The most notable thing is that in addition to playing the role of the underlying components, with the DeFi leaders of these protocol layers as the center, the tools and application layer DeFi projects around them have also begun to be continuously derived and more advanced functions have been continuously strengthened.
It is obvious that more and more DeFi “tool applications” revolve around a single underlying “Super DeFi Protocol” to assist it in improving richer advanced derivative functions, relying on the underlying “Super DeFi Protocol” to develop and grow, And eventually feed back the underlying “Super DeFi Protocol” to achieve greater empowerment, thus gradually producing a unique and self-contained “small ecology.”
Just as Uniswap+dextools\Unitrade\Yin is equivalent to liquidity management, Curve+Convex is to stable currency exchange, etc., what is more, interesting is that further “cooperation” is taking place between this small ecology.

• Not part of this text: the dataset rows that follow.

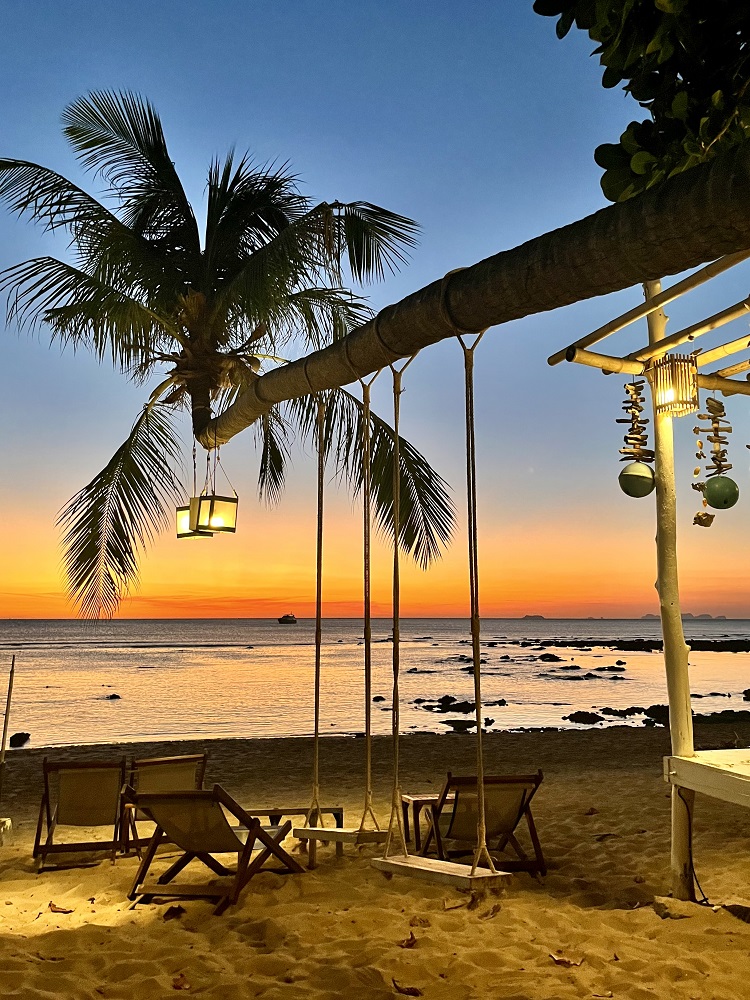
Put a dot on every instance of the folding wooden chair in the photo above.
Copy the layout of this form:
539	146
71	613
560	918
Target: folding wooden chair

Taking Curve as an example, it is well known that in the stablecoin exchange, especially in the large-amount stablecoin exchange track, Curve’s handling fees, exchange slippage, and impermanent losses are far lower than those of other AMM DEXs, such as Uniswap or Sushiswap, and it is a well-deserved industry leader.
But at the same time, Curve and Synthetix, a synthetic asset protocol, also cooperate to launch a cross-asset exchange service, providing the Swap function of common assets (such as ETH/WBTC pairs).
This is also a microcosm of the current many DeFi protocols starting from many channels to carry out self-salvation.
After experiencing the Cambrian explosion in 2020 and peaking and falling in 2021 and 2022, the current scene innovation in the DeFi world has basically reached saturation. How to further improve the governance mechanism and improve the encryption economic model in the entire protocol mechanism? The role is the key to opening the second half.
In general, whether it is “governance evolution” or the innovation of the Token economic model in the DeFi world, there is still a long way to go. Let us wait and see where it will go.
DISCLAIMER: The Information on this website is provided as general market commentary and does not constitute investment advice. We encourage you to do your own research before investing.